# What are you looking for?



## FishCharming (Mar 1, 2010)

open to both single and attached people

I realize that this forum is for fat admirers but what's your goal when you've found that fat, or fat admirer?

Personally i'm very ok with something casual or purely physical (my particular emotional baggage works out well for these "relationships") but i'm also looking to give my daughter a family one day while she's still young enough to enjoy it. 

just curious where everyone stood, especially with the FFA's


----------



## stldpn (Mar 1, 2010)

Well I'm fortunate enough to say I've found what I'm looking for... 
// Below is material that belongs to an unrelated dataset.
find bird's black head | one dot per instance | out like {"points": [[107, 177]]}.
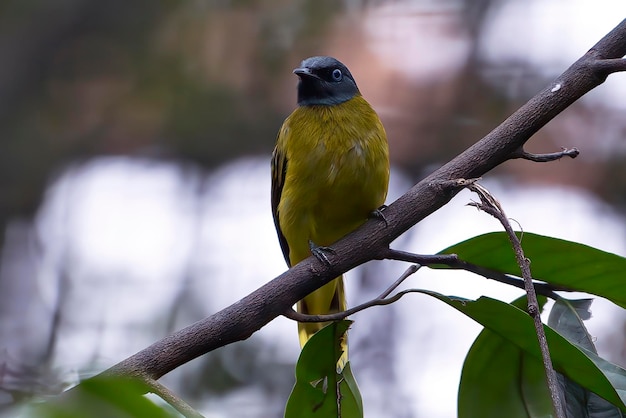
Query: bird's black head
{"points": [[324, 81]]}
Finding someone who was at least open to the idea of marriage has been a consistent quest for years. I find it rather disheartening that most people tend to be either naive in their understanding of marriage or they've totally given up on it as a social institution.

Secondary to that, I'm not a particularly young man and I don't have children of my own yet but I've always wanted someone who wanted a real family. Ten years ago I might have wanted a few more kids (four or five), but now I'm happy with the idea of one or two.


----------



## chicken legs (Mar 1, 2010)

I came and still come for wank fodder and when I get board with that I see whats happening on the boards.


----------



## chicken legs (Mar 1, 2010)

chicken legs said:


> I came and still come for wank fodder and when I get board with that I see whats happening on the boards.
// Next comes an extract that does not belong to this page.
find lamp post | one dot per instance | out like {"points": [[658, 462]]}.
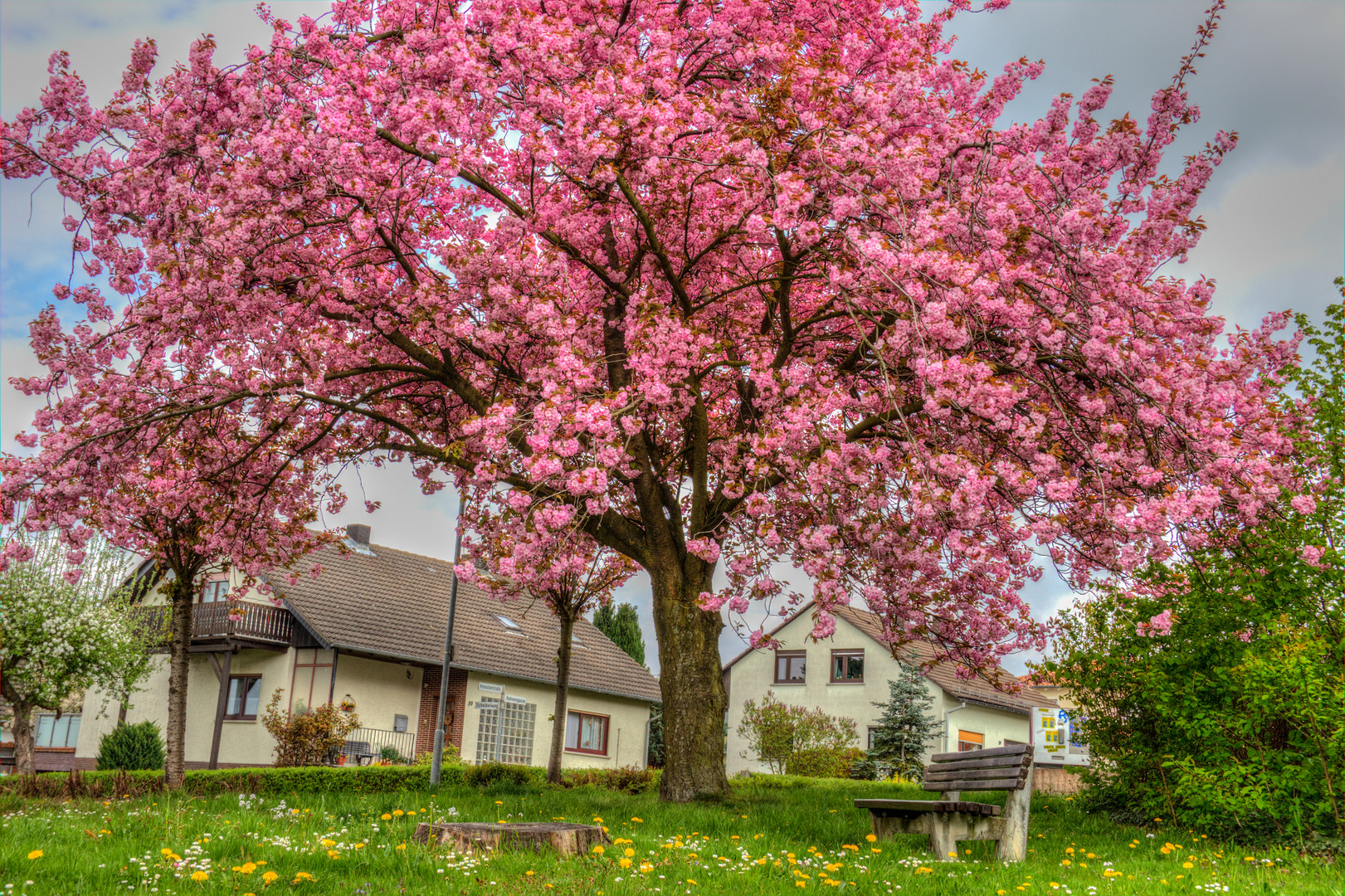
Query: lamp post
{"points": [[437, 764]]}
By wank fodder I mean the Dims Library/Art section (big fan of erotica) and the Paysite area (Bhms feel free to post your sites), and I like to contribute the FFA POV for others to learn from because I appreciate other FA/FFA Pov as well as those we admire. 
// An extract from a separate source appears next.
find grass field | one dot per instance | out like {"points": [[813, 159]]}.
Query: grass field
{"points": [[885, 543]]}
.....Escapist thought I should expand on my earlier statement.


----------



## chicken legs (Mar 4, 2010)

I have noticed other FFA's who do come looking for guys. They post a couple of times and then it goes underground...pm's/im's. However, most people (male/female) due use this site as a dating service.


----------



## Joe944 (Mar 4, 2010)

I come here not really looking for anything but a place to share who I am and learn about other people in similar situations to myself. Not that attention from beautiful ladies is ever a bad thing! Now in a relationship I'm not sure what I want, but I have a feeling that if I ever find the right person I'll pretty much know what to do.


----------



## Zowie (Mar 4, 2010)

I'll have to admit, I only signed up to see the picture thread, >.> I'm not so far off from Chicken!
But now it's more of a social thing, and helping not feel so weird about my preferences.
And hey, if I find someone, no compaints, although I'm not looking very hard! XD


----------



## Boris_the_Spider (Mar 4, 2010)

Pretty much what Joe944 said (except the bit about now being in a relationship). I come here to be part of a community that not only accepts but pretty much celebrates what I (and many others) am. 

As for what I'd want from a relationship right now, I'm at the stage where I'd like something more serious than I've had previously.

I didn't come here for wank fodder.


----------



## Joe944 (Mar 5, 2010)

Actually that should have read like this!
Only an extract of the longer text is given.